Outlier Selection and One-Class Classification
Ph.D. thesis abstract
Jeroen Janssens
Promotores: Prof.dr. E.O. Postma, Prof.dr. H.J. van den Herik
Date of defense: June 11, 2013
An anomaly is a real-world observation or event that deviates from what is considered to be normal. Examples of anomalies are: a terrorist attack, a forged painting, and a rotten apple. Because anomalies can be dangerous or expensive, detecting them is of utmost importance. A domain expert may suffer from three cognitive limitations that hamper the detection of anomalies: (1) fatigue, (2) information overload, and (3) emotional bias.
Real-world observations can often be measured and recorded to form a data set. A suitable representation translates anomalies into outliers, which are data points that deviate quantitatively from the majority of other data points. Outlier-selection algorithms are capable of automatically selecting outliers from large data sets. In the thesis we study the problem statement: To what extent can outlier-selection algorithms support domain experts with real-world anomaly detection?
We consider a domain expert to be supported when the following three conditions are satisfied. First, a domain expert should know how to evaluate and compare the performance of the outlier-selection algorithms. Second, a domain expert should have one or more algorithms available that are considered state-of-the-art. Third, a domain expert should know when to apply which algorithm. The three conditions lead to three accompanying research questions: (RQ1) How should we evaluate and compare the performance of outlier-selection algorithms?, (RQ2) To what extent can the concept of affinities be applied to outlier-selection algorithms?, and (RQ3) To what extent can we solve the one-class classifier selection problem using a meta-learning approach? The answers to these three research questions enable us to formulate an answer to the problem statement.

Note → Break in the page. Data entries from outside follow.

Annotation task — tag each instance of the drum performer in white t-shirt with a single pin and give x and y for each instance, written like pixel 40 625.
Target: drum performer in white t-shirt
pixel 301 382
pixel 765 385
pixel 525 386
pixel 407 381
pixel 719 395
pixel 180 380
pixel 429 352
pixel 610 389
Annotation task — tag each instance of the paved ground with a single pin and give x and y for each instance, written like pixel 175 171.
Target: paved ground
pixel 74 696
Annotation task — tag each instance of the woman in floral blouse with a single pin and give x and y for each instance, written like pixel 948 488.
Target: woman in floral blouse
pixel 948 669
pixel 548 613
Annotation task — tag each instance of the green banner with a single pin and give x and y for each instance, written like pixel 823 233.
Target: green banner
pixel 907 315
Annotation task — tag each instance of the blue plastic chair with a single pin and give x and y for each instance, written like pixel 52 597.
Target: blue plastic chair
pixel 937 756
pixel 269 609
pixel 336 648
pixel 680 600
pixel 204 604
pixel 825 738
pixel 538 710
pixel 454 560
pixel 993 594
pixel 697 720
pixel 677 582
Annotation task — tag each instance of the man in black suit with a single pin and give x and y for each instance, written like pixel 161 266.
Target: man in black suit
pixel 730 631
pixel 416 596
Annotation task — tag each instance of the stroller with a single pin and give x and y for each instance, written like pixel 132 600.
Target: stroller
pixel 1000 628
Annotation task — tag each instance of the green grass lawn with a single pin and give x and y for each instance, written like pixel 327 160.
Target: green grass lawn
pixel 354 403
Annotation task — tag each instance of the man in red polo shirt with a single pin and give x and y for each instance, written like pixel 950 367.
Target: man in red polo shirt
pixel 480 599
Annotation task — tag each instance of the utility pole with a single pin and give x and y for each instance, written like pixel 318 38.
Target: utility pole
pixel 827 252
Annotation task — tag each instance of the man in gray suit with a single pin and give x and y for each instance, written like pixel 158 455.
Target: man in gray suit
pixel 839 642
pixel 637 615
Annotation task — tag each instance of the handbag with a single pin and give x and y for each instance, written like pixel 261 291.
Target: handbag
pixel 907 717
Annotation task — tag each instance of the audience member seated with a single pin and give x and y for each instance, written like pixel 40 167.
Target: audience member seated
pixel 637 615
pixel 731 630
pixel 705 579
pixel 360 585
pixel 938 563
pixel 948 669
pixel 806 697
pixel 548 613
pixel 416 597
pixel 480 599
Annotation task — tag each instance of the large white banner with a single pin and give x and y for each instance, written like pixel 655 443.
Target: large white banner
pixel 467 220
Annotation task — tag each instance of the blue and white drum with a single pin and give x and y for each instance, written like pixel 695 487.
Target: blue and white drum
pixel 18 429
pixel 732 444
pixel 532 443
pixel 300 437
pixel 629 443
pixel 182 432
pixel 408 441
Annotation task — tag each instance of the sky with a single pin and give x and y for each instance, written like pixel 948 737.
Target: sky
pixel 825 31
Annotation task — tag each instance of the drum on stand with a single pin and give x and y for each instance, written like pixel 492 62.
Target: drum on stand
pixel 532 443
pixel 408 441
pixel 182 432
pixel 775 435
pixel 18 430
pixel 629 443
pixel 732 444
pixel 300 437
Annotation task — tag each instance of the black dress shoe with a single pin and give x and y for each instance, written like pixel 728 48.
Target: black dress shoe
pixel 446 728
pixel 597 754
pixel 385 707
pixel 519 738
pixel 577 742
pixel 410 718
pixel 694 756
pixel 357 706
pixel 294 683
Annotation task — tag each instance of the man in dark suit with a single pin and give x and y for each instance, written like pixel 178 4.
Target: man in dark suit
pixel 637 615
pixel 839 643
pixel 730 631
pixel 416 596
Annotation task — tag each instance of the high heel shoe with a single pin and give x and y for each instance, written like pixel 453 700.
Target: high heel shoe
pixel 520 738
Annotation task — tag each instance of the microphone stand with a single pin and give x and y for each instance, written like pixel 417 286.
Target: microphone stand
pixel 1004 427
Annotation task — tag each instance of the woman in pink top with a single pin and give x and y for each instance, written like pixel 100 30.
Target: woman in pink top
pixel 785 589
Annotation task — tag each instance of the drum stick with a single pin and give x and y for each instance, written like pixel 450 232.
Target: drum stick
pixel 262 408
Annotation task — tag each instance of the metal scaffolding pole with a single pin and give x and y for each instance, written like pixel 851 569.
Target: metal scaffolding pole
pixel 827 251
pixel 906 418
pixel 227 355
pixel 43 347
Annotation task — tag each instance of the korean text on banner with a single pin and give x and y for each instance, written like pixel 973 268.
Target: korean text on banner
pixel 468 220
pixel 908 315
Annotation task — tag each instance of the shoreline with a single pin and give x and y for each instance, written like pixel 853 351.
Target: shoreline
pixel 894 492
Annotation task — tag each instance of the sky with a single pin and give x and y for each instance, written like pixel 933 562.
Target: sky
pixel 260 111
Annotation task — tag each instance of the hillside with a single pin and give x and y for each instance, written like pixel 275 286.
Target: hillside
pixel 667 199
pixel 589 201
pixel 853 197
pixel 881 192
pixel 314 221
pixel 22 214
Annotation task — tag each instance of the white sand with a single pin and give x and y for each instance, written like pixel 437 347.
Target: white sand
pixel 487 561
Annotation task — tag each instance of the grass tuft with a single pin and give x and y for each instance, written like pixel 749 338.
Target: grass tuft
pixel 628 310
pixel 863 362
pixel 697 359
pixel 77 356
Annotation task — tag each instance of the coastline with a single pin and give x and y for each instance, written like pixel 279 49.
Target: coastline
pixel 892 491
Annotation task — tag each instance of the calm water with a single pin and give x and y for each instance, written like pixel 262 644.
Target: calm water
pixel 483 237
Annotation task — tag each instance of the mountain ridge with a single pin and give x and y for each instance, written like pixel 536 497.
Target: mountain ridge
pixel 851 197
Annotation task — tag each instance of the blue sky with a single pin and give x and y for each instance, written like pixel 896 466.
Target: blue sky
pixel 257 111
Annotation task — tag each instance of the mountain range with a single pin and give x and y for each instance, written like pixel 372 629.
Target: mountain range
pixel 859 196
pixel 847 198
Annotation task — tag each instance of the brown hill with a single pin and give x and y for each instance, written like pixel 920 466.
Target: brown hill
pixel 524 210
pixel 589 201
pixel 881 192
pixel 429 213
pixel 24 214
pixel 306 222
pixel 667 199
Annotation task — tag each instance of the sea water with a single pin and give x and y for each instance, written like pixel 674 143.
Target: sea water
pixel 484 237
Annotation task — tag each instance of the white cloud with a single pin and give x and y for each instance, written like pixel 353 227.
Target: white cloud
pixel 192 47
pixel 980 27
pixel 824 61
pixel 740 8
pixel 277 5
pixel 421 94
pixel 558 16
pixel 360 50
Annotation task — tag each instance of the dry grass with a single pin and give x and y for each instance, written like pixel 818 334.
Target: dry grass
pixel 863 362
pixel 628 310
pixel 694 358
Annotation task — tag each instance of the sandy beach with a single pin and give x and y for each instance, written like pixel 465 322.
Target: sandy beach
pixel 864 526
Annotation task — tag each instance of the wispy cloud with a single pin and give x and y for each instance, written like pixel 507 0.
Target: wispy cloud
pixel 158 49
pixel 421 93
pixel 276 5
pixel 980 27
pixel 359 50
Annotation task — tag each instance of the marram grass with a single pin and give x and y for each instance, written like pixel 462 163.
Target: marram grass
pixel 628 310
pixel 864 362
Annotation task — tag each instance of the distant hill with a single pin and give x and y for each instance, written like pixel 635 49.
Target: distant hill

In Chapter 2 we introduce the main concepts and explain the experimental set-up that is employed for answering RQ1, RQ2, and RQ3. This is partly based on a review and the analysis of the relevant literature concerning anomaly detection, outlier selection, and machine learning. The chapter consists of four parts. First, we present two outlier-selection settings that we consider in the thesis: (1) unsupervised outlier selection and (2) one-class classification. We highlight their similarities and differences, and we make clear when which setting is appropriate. Second, we describe two types of data representations that outlier-selection algorithms can process: (1) feature vector representation and (2) similarity matrix representation. Third, we explain in detail the experimental set-up. It relies on statistical techniques such as (1) the Area Under the ROC Curve (AUC) performance measure, (2) the post-hoc Neményi statistical test, and (3) cross validation. Fourth, we explain how to transform ordinary multi-class data sets into one-class data sets so that they can be used for our comparative experiments.
In Chapter 3 we answer RQ1. We describe how anomalies are detected in the fields of Machine Learning (ML) and Knowledge Discovery in Databases (KDD). Both fields have their own anomaly-detection algorithms and corresponding evaluation procedures. Two well-known outlier-selection algorithms from the field of KDD are framed into the one-class classification framework so that these can be compared with three algorithms from the field of ML in a statistically valid way. We perform a comparative evaluation of the ML and KDD outlier-selection algorithms on real-world datasets and discuss the results.
In Chapter 4, we provide an answer to RQ2. We present a novel, unsupervised algorithm
for selecting outliers, called Stochastic Outlier Selection (SOS). SOS uses the concept of affinity to compute for each data point an outlier probability. The probabilities that are computed by SOS provide several advantages with respect to the unbounded outlier scores as computed by related algorithms. Using outlier-score plots, we illustrate and discuss the qualitative performances of SOS and four related algorithms. Then we evaluate SOS and the four algorithms on eighteen real-world data sets and seven synthetic data sets. The results obtained on these 25 data sets show that SOS (1) has a significantly higher performance and (2) is more robust to data perturbations and varying densities than the four related algorithms. From these results we may conclude that SOS is an effective algorithm for selecting outliers.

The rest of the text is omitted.